When Oneforty launched two years ago as an app store for Twitter, the startup undoubtedly filled a hole in the media platform. The brainchild of Laura Fitton, the startup provides a comprehensive e-commerce marketplace where third-party developers on the Twitter platform can sell their apps. The idea was such a hit in the Twitter ecosystem that rumors swirled that Twitter was potentially interested in buying Oneforty.
But interestingly, after nearly two years, Oneforty has found a specific target market for its products—business users. As more businesses, both enterprise, large and small, look to incorporate social media into their marketing and PR efforts, these companies are also looking to spend money on expertise, services and tools for these strategies. And Oneforty has now become a destination for business users.
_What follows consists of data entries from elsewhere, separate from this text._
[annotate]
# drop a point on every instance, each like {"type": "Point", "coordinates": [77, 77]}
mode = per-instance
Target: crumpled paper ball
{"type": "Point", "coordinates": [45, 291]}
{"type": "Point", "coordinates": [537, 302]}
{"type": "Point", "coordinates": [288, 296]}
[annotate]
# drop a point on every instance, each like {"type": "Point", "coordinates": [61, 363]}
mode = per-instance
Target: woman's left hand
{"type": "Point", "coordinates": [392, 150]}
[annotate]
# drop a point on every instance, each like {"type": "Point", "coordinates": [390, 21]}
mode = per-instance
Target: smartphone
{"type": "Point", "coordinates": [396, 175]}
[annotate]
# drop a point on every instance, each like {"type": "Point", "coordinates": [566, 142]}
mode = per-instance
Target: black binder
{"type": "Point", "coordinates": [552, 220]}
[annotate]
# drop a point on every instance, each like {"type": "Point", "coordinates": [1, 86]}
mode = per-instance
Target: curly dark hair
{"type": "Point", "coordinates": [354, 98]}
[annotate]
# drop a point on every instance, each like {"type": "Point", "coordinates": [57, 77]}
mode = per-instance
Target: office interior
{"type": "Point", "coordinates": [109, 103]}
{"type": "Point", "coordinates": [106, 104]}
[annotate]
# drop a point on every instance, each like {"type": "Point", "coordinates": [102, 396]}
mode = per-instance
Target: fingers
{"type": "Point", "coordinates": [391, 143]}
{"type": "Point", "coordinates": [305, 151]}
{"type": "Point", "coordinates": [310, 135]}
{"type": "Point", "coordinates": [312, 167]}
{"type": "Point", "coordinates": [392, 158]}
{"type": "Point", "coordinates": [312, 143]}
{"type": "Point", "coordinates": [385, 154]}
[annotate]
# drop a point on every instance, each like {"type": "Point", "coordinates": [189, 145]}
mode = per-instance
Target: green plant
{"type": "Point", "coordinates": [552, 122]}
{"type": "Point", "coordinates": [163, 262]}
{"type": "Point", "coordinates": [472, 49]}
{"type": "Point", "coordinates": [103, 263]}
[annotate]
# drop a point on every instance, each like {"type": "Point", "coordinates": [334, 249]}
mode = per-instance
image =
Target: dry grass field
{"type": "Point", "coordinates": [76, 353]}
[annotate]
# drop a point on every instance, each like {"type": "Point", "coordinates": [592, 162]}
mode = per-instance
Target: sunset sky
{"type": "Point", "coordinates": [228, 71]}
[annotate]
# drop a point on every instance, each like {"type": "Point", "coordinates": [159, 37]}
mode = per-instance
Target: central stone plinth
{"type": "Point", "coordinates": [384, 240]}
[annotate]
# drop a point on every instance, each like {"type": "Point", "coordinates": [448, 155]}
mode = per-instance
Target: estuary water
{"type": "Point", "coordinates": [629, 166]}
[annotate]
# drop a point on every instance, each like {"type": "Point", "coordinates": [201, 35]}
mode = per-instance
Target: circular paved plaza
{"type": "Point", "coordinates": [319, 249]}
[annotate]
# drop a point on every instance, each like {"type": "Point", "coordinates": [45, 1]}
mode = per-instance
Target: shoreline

Social media consultants have already built out 700+ guides on the site to help businesses tackle all things social media, including Twitter and Facebook. Fitton tells us that many businesses are confused about social and are spending money on business expertise, services and tools.
She adds that the “social business” market opportunity is huge and the site has turned partly into a consultancy of sorts for businesses who want to incorporate social elements into their workflow or marketing efforts. Today, the company is publicly rolling out its B2B platform on social business, which includes information on how to invest a budget, what other companies are doing and more. Other content includes a buyers guide for brands looking to adopt social media software and reviews of social media tools.
Fitton assures us that the App Store is still thriving, but that this focus makes sense for Onforty longterm. Inn fact, new business user signups have grown 5 times since October. And the company plans to roll out additional comparison tools, case studies, webinars and events.
Of course the elephant in the room is that one of the reasons Oneforty has shifted strategy is that businesses will actually pay for tools and services, as opposed to consumers who can simply download free apps to suit their needs. As for funding, Fitton says the company has no immediate plans to raise another round.